Bereits im September dieses Jahres wurde ein Podcast-Gespräch in unserem Studio in Lienz aufgezeichnet, bei dem sich die beiden Kunsthistorikerinnen Elisa De Gaetani und Desiree Gangl über ein Thema unterhielten, das sich durch Jahrtausende der Menschheitsgeschichte bis in unsere Tage zieht: Flucht und Vertreibung aus religiösen Gründen.
Dazu gibt es in Osttirol einen historischen Bezug, der weitgehend in Vergessenheit geraten ist. Um ca. 1683 musste rund ein Drittel der Bevölkerung des Defereggentales die Heimat verlassen, weil sich diese Menschen zum protestantischen Glauben bekannten. Desiree Gangl studierte in Innsbruck Geschichte und Kunstgeschichte und hat über die „Deferegger Exulanten“ eine Bachelorarbeit verfasst.
„Mich faszinierte vor allem die Frage, wie der Protestantismus ins Defereggen kam und wie dieser Glaube sich in so einem kleinen Tal im ‚Heiligen Land Tirol‘ verbreiten konnte“, erzählt die Historikerin, die als Museumspädagogin arbeitet. Im Gespräch mit Elisa De Gaetani erläutert sie einige besonders tragische Aspekte dieses dunklen Kapitels der Osttiroler Geschichte. So mussten die Vertriebenen beispielsweise nicht nur ihr Hab und Gut zurücklassen, sondern auch ihre Kinder, die in katholischen Pflegefamilien umerzogen werden sollten.

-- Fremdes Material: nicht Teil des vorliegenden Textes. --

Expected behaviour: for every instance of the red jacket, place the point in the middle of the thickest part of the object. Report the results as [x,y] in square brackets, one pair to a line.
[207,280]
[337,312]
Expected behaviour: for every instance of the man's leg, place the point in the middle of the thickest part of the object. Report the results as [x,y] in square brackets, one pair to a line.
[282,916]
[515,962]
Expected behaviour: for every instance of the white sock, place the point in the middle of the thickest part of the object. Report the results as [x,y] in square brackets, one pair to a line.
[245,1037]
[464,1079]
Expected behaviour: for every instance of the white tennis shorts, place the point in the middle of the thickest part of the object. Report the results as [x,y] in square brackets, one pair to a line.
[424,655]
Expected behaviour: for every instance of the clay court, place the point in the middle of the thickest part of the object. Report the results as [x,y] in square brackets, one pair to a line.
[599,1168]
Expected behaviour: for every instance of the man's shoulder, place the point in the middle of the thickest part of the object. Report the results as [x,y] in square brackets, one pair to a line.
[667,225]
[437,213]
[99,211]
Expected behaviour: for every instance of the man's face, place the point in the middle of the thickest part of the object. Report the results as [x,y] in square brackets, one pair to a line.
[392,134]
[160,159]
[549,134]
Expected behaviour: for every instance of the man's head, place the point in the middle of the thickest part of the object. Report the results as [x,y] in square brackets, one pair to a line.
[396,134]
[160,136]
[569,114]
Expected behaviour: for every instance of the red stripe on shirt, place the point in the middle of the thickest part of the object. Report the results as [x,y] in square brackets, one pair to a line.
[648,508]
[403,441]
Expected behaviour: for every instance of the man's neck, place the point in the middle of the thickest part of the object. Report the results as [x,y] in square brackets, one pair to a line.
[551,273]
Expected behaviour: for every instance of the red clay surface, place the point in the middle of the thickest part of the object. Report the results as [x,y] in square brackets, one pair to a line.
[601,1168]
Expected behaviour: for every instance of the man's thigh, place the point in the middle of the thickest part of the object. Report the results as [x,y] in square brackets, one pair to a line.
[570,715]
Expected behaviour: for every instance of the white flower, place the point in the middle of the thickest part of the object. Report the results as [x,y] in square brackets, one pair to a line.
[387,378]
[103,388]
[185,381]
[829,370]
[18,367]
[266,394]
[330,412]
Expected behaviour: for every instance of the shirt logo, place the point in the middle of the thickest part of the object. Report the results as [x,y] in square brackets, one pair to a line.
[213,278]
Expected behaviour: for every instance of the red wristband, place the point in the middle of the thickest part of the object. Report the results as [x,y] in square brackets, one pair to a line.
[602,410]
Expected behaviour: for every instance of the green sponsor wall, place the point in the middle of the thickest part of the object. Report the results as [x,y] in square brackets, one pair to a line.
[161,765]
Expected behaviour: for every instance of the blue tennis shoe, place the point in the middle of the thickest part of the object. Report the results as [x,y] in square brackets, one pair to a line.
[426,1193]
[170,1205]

Der Dolomitenstadt Podcast ist ein akustisches Magazin, das die Redaktion von dolomitenstadt.at in Lienz zusammenstellt. Das Themenspektrum ist breit und beschränkt sich nicht nur auf die Region. Wir stellen spannende Projekte vor, widmen uns den Künsten und der Kunst des Lebens, schauen in Kochtöpfe und über den Tellerrand, greifen heiße Eisen an und diskutieren die Themen unserer Zeit mit Menschen, die etwas zu sagen haben. Zu finden auch auf Spotify, bei Apple Podcasts und Google Podcasts.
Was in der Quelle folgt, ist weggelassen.